Under the system, before Walker, the people who make budgets at all levels of state government had less power than the state employees did.  Walker is taking back the rights of the employers.


Most of these people all upset and up in arms have never been to a Personnel Community, Common Councils, and School Boards meeting.  They have no idea how the local government works.


Roberts Rules, past practice, walking quorums, open and closed meetings, agendas and how they come about, process of boards and committees to approve something and the chair means nothing or very little to them. 


How about those of you complaining the state is pushing this to the local municipalities, attend one of each type of meetings and get involved and educate yourself! 


Walker also said "No" to the local governments that they wouldn’t be stuck with making program or service cuts, just make the right cuts to the workers benefits and you will not have to cut programs or lay off people.




Yet, business leaders and conservatives say that weakening government employee unions in the state actually would be good for business and most other workers.

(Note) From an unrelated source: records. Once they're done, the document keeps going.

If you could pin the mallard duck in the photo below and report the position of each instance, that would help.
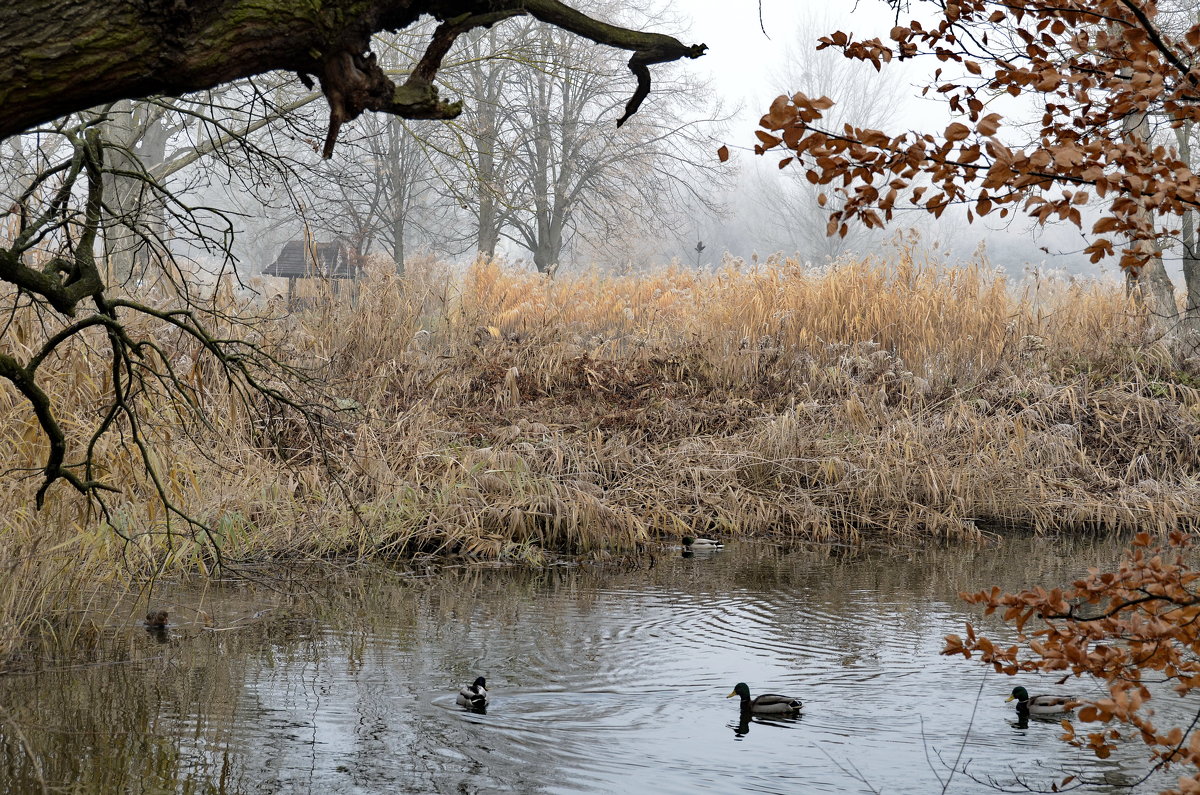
(473, 695)
(156, 620)
(1041, 704)
(767, 703)
(701, 543)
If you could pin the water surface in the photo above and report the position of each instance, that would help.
(603, 680)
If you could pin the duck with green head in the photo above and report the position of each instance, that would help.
(1041, 704)
(701, 544)
(767, 703)
(474, 695)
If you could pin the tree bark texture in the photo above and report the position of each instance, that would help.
(58, 57)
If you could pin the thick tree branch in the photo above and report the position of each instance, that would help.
(58, 57)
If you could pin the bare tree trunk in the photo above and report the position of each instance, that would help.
(59, 57)
(1150, 284)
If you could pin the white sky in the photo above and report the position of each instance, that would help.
(743, 61)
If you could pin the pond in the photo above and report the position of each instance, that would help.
(603, 679)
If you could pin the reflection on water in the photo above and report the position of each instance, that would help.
(599, 680)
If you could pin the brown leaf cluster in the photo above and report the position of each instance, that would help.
(1098, 69)
(1125, 627)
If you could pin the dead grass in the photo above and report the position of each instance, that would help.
(496, 414)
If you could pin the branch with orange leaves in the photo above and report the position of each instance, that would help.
(1128, 627)
(1097, 85)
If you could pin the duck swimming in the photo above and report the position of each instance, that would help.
(474, 695)
(1041, 704)
(767, 703)
(700, 544)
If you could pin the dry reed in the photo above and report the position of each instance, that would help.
(497, 414)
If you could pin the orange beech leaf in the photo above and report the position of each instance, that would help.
(957, 131)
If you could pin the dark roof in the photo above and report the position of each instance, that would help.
(295, 259)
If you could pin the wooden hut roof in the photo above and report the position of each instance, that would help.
(295, 261)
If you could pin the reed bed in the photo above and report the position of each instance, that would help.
(493, 413)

They argue public sector unions have a vested interest in increasing the size of government, which leads to higher taxes and stifles business growth and personal spending.  Moreover, public employee unions help elect the very officials who negotiate their contracts, leaving no one looking out for the taxpayers, they say.


"You can't run a budget where the first dibs on tax dollars is for public pensions that are way over scale," said Richard Epstein, a New York University law professor who opposes public sector unionization.